In the last episode “How to master optimisation in deep learning” I explained some of the most challenging tasks of deep learning technology together with methodologies and algorithms to improve the speed of convergence of a minimisation method for deep learning. I explored the family of **gradient descent methods** – definitely not exhaustively – giving a list of approaches that deep learning researchers are considering for different scenarios. Every method has its own benefits and drawbacks, pretty much depending on the type of data, and data sparsity. However, there is one method that seems to be, at least empirically, the best approach so far. Feel free to listen to the previous episode, share it, re-broadcast or just download for your commute.

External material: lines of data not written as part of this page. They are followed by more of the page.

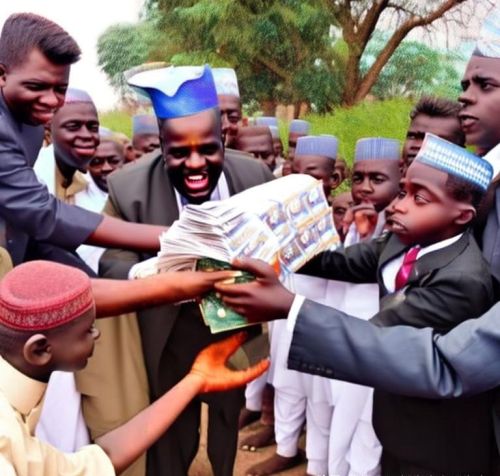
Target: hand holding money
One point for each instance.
(264, 299)
(210, 366)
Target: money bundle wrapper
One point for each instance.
(286, 221)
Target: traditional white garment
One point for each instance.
(93, 199)
(61, 421)
(300, 397)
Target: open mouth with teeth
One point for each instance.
(196, 182)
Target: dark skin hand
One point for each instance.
(264, 299)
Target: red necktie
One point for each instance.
(405, 270)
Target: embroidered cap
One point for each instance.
(145, 124)
(74, 95)
(455, 160)
(377, 148)
(177, 91)
(40, 295)
(488, 43)
(226, 82)
(266, 121)
(325, 146)
(299, 126)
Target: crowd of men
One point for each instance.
(385, 350)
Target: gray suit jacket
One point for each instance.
(26, 206)
(143, 193)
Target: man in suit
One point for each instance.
(439, 281)
(35, 59)
(191, 169)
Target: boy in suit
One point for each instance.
(431, 273)
(47, 314)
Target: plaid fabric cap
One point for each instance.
(488, 43)
(300, 126)
(455, 160)
(266, 121)
(41, 295)
(325, 146)
(377, 148)
(177, 91)
(226, 82)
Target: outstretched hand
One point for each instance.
(210, 366)
(263, 299)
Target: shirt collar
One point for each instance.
(22, 392)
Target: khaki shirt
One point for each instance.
(22, 454)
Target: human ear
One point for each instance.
(466, 214)
(37, 350)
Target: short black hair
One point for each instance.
(464, 191)
(23, 32)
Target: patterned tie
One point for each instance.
(405, 270)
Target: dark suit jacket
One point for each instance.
(26, 206)
(143, 193)
(445, 287)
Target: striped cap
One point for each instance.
(325, 146)
(226, 82)
(266, 121)
(300, 126)
(177, 91)
(488, 43)
(41, 295)
(455, 160)
(377, 148)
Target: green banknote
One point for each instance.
(215, 313)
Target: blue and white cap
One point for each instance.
(455, 160)
(266, 121)
(74, 95)
(226, 82)
(299, 126)
(177, 91)
(274, 132)
(145, 124)
(317, 145)
(488, 42)
(377, 148)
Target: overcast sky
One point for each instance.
(85, 21)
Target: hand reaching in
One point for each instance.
(210, 366)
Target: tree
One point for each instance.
(358, 21)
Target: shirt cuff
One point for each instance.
(294, 312)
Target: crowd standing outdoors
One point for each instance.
(385, 351)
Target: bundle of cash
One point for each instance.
(287, 220)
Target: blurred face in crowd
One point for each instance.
(34, 89)
(257, 141)
(230, 113)
(317, 166)
(481, 103)
(109, 156)
(375, 181)
(75, 134)
(193, 151)
(445, 127)
(340, 204)
(145, 143)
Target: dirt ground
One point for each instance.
(244, 459)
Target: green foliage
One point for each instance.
(413, 70)
(117, 121)
(389, 118)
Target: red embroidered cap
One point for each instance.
(41, 295)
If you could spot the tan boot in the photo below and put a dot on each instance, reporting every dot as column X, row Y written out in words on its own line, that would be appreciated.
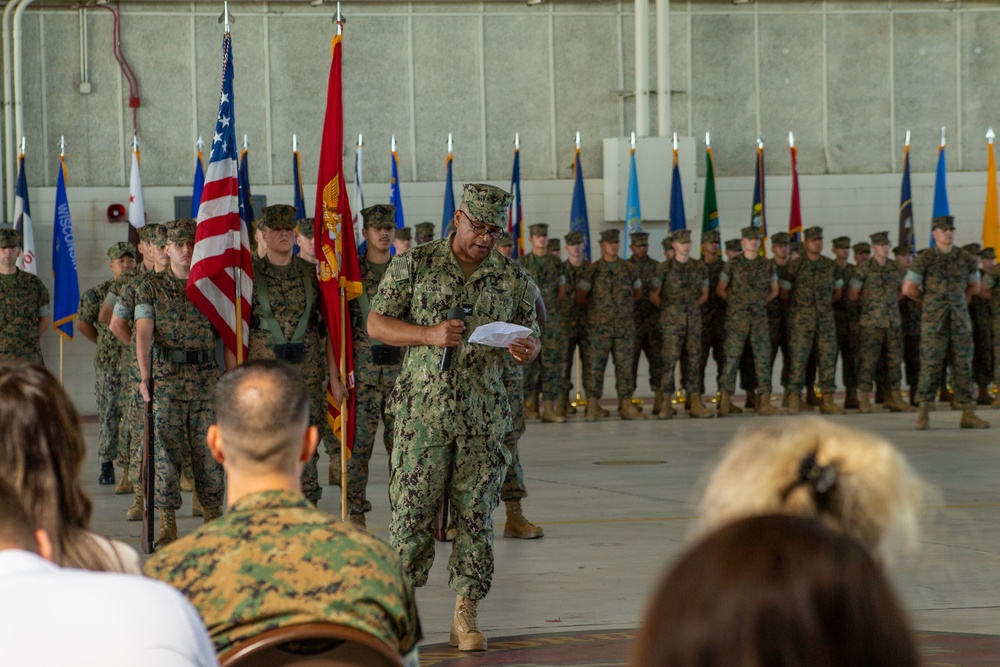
column 517, row 526
column 828, row 407
column 764, row 406
column 698, row 409
column 549, row 415
column 894, row 402
column 970, row 419
column 465, row 633
column 168, row 528
column 851, row 401
column 794, row 402
column 626, row 410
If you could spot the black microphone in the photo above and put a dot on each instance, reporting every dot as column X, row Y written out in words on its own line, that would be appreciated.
column 456, row 313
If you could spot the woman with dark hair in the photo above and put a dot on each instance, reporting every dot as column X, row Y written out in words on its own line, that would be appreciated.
column 41, row 453
column 775, row 591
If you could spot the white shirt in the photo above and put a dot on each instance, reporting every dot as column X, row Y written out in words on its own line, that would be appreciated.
column 55, row 616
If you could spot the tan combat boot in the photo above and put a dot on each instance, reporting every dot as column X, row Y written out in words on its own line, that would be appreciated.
column 894, row 402
column 970, row 419
column 764, row 406
column 698, row 409
column 168, row 528
column 923, row 416
column 828, row 407
column 465, row 633
column 549, row 415
column 517, row 526
column 626, row 410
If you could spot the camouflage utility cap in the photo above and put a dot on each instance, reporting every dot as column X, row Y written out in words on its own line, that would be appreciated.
column 120, row 249
column 9, row 238
column 181, row 231
column 944, row 222
column 381, row 216
column 486, row 203
column 279, row 216
column 639, row 238
column 609, row 235
column 306, row 227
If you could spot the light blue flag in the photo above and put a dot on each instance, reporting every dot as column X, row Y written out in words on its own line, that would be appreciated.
column 64, row 276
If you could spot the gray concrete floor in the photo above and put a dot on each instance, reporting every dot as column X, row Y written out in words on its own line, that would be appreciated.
column 616, row 501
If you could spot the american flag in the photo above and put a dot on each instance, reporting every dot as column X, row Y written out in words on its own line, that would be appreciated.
column 222, row 246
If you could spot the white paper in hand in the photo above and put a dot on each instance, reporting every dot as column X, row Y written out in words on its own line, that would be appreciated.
column 498, row 334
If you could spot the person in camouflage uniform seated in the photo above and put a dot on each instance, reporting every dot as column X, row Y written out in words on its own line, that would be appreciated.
column 274, row 560
column 940, row 280
column 877, row 283
column 107, row 359
column 27, row 310
column 450, row 422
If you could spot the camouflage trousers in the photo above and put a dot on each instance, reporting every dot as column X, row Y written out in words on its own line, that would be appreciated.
column 544, row 374
column 681, row 341
column 804, row 331
column 937, row 344
column 621, row 349
column 107, row 387
column 428, row 462
column 880, row 344
column 649, row 341
column 740, row 330
column 372, row 393
column 180, row 426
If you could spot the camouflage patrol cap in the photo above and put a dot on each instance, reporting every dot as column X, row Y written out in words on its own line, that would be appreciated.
column 120, row 249
column 181, row 231
column 609, row 236
column 945, row 222
column 880, row 238
column 9, row 238
column 486, row 203
column 279, row 216
column 382, row 216
column 639, row 238
column 306, row 227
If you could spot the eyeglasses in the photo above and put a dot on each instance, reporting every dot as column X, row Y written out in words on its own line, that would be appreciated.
column 484, row 230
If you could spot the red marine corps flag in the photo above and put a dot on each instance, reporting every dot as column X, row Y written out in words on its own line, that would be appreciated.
column 336, row 253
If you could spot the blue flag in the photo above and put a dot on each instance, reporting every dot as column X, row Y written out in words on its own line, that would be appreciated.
column 633, row 211
column 448, row 214
column 395, row 196
column 197, row 187
column 64, row 277
column 515, row 216
column 678, row 219
column 578, row 221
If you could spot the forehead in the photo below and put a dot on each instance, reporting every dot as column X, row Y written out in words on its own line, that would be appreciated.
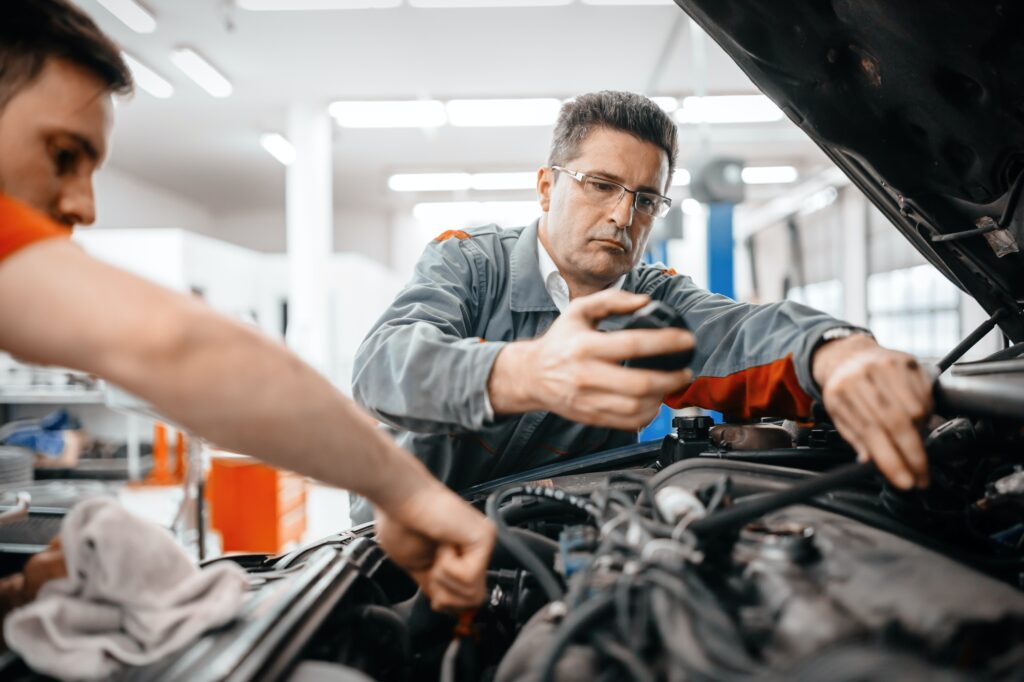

In this post, I would like to continue that conversation about some additional strategies for optimising gradient descent in deep learning and explain some tricks that might come useful when your neural network stops learning from data or when the learning process becomes so slow that it really seems it reached a plateau even by feeding in fresh data. Let’s start with curriculum learning.

### Shuffling and Curriculum Learning

In order to train a neural network, practitioners usually randomly selects observations in order to feed the model, which will start training and optimising the loss function (that means tuning model parameters) as mentioned in the last episode. Usually, shuffling samples is a good practice to perform, moving from one learning epoch to another. However, there are some cases in which feeding the network with observations in a specific order seems to work better than simply shuffling them. Since a better training procedure usually leads to faster optimisation and, in turn, better model parameters it is interesting to understand when the order of observations can make a difference. Such cases are those in which samples become more and more difficult to predict, a bit in the flavor of adaptive learning methods that indeed adapt according to how difficult it is to classify certain observations. So these models start learning from easy cases and keep learning on cases that are harder and harder to classify or regress (if the model is a classifier or a regressor). And so while there is not really a theoretical explanation of why is that the case, it has been shown empirically that in such pathological situations, forcing the network to learn from samples that are harder and harder to predict seems to improve performance and speed. This method goes under the name of **Curriculum Learning**.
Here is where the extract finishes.